Resolution of Porphyria Cutanea Tarda in Patients With Hepatitis C Following Ledipasvir-Sofosbuvir Combination Therapy

Author Affiliations
  • 1Department of Dermatology, University of California, San Diego
  • 2Center For Clinical Studies, Houston, Texas
  • 3University of Texas Medical Branch, Galveston
  • 4Department of Dermatology, University of Texas Health Science Center at Houston
JAMA Dermatol. 2016;152(12):1393-1395. doi:10.1001/jamadermatol.2016.3036

Porphyria cutanea tarda (PCT) is the most common porphyria, caused by a decrease in uroporphyrinogen decarboxylase (UROD) activity.1 There is a strong association between the sporadic form of PCT and hepatitis C virus (HCV) infection. Depending on the country, 40% to 50% of patients with PCT have been found to be infected with HCV.2 Chronic hepatitis C infection unmasks the UROD enzyme deficiency in genetically predisposed patients by causing oxidative stress from iron overload.3 In addition, PCT occurs in the highest rates in patients with HCV-related liver cirrhosis, which suggests that cirrhosis may play a role in disease development.4

Report of Case

Previous HCV treatments, such as interferon, have shown mixed responses in the resolution of PCT.3 One case report demonstrated the resolution of PCT after HCV treatment with the direct-acting antiviral (DAA) agent boceprevir.5 Boceprevir, however, still requires interferon therapy in the treatment regimen, which may have contributed to PCT resolution. We describe 3 men with HCV who had resolution of their PCT manifestations months after completing an 8- or 12-week combination regimen of ledipasvir, 90 mg and sofosbuvir, 400 mg (Figure and Table).

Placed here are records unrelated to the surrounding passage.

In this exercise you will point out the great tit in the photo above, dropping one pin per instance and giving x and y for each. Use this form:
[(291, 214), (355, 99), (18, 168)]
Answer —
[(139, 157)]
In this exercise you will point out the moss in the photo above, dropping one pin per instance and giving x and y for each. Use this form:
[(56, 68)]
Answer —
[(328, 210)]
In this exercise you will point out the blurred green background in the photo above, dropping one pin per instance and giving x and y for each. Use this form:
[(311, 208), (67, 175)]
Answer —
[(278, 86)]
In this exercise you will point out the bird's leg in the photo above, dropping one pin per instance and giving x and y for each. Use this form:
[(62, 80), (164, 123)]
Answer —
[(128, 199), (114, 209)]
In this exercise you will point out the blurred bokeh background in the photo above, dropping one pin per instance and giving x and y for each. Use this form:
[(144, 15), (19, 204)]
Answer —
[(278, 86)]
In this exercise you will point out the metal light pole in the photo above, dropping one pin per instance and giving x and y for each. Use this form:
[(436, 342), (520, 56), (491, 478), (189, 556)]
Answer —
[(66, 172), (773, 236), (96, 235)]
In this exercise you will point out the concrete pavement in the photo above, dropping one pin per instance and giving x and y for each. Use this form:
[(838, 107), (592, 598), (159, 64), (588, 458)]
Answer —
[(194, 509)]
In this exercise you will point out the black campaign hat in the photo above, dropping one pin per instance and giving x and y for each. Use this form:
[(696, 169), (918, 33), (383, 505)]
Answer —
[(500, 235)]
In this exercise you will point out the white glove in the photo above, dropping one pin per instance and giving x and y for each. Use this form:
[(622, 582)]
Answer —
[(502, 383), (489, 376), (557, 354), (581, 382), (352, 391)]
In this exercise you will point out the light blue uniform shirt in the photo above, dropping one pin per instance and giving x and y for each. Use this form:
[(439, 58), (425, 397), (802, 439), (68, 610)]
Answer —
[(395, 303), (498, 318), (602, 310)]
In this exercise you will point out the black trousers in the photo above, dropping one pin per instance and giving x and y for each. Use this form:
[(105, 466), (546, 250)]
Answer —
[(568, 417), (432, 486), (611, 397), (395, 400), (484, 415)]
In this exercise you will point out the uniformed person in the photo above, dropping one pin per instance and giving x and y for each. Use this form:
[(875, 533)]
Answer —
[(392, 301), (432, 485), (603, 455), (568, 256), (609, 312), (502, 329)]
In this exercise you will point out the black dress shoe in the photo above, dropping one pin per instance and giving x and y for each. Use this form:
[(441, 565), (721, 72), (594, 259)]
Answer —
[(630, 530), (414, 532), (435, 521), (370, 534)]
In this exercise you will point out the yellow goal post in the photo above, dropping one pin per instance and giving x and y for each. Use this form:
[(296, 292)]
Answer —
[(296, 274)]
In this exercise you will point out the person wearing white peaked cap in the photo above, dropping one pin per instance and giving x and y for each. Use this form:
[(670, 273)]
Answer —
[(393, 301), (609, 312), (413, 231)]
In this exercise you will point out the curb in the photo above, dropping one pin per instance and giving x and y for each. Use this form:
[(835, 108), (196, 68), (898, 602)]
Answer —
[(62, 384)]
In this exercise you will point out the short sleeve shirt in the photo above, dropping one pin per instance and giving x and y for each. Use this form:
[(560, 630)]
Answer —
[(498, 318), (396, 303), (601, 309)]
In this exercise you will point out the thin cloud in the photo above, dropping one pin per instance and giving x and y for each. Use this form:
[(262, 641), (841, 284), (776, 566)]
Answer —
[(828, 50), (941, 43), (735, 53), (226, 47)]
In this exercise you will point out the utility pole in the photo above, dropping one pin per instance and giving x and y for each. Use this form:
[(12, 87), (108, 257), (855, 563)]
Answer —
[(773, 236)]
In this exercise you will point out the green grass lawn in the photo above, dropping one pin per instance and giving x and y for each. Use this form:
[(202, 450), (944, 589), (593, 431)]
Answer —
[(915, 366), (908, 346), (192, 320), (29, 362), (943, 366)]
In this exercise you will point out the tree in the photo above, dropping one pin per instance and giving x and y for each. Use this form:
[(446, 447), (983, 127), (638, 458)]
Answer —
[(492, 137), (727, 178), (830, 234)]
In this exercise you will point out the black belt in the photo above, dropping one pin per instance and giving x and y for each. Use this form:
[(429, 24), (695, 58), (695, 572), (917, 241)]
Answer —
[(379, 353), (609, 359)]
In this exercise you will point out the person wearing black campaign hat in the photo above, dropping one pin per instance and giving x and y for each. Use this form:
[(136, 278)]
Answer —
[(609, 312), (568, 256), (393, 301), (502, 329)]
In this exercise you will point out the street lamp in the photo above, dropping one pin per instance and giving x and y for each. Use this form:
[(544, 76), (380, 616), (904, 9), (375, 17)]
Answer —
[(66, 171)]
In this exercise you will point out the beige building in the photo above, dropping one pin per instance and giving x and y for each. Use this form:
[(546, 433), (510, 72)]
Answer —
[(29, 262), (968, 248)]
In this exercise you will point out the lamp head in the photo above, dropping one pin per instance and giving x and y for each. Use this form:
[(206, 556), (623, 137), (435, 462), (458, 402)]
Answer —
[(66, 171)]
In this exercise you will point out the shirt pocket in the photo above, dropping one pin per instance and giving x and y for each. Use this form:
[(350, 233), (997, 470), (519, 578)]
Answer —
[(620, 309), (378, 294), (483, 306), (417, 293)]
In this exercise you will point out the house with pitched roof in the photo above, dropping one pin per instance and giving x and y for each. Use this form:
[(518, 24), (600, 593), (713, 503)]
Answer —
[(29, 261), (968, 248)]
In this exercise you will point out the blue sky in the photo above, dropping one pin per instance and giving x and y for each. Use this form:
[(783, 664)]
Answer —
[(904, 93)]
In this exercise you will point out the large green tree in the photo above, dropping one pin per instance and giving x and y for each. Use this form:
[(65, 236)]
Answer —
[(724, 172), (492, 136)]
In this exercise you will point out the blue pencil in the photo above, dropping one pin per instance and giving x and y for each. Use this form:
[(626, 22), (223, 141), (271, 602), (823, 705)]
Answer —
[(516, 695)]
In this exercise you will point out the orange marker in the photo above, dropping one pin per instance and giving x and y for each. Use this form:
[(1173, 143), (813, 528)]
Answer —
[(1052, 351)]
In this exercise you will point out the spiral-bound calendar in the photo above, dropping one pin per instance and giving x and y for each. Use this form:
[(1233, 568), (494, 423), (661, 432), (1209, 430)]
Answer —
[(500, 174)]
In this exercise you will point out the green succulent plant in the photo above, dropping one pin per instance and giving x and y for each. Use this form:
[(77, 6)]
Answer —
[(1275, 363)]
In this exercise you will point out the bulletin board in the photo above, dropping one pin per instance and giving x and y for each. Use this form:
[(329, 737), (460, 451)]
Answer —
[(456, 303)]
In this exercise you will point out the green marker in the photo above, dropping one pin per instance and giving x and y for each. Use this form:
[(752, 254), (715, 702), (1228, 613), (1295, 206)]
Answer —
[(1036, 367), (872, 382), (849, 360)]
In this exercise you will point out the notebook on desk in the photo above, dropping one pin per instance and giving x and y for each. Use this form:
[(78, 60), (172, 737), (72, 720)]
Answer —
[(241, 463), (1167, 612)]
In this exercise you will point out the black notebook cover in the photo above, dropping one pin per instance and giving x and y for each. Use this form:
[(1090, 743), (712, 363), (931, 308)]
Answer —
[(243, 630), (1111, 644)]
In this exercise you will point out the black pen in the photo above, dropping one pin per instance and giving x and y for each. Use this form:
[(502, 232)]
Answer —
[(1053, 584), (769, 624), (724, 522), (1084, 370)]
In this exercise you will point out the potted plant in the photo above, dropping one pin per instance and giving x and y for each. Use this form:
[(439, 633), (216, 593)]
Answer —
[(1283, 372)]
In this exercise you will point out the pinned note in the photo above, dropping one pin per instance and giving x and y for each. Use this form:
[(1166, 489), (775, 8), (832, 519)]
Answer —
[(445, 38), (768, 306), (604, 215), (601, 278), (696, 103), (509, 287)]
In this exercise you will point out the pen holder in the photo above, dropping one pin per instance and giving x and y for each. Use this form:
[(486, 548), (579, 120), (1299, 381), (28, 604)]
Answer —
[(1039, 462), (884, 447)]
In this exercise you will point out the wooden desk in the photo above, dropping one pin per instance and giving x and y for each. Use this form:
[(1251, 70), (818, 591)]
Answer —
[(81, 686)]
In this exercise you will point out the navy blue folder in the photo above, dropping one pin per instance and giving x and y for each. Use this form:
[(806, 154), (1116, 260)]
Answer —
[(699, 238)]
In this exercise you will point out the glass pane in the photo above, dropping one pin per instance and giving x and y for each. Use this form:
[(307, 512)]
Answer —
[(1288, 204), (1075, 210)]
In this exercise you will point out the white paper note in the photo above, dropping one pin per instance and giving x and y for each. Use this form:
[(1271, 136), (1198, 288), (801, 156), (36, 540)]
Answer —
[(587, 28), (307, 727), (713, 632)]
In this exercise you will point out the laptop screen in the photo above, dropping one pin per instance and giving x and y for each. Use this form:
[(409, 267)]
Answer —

Figure.  Clinical Images of Patient 1
Clinical Images of Patient 1

A, Bullae and erosions of porphyria cutanea tarda are seen in a patient with hepatitis C before treatment. B, Five months after completing an 8-week regimen of combination therapy with ledipasvir and sofosbuvir, the lesions are cleared.

Table.  Patient and Clinical Characteristics
Patient and Clinical Characteristics

Discussion

A literature search revealed 1 case report of successful PCT clearance following treatment with another DAA agent, boceprevir.5 This suggests that the marked improvement in PCT is likely related to the cure of HCV that can be achieved by DAA agents in general and not necessarily only ledipasvir-sofosbuvir combination therapy.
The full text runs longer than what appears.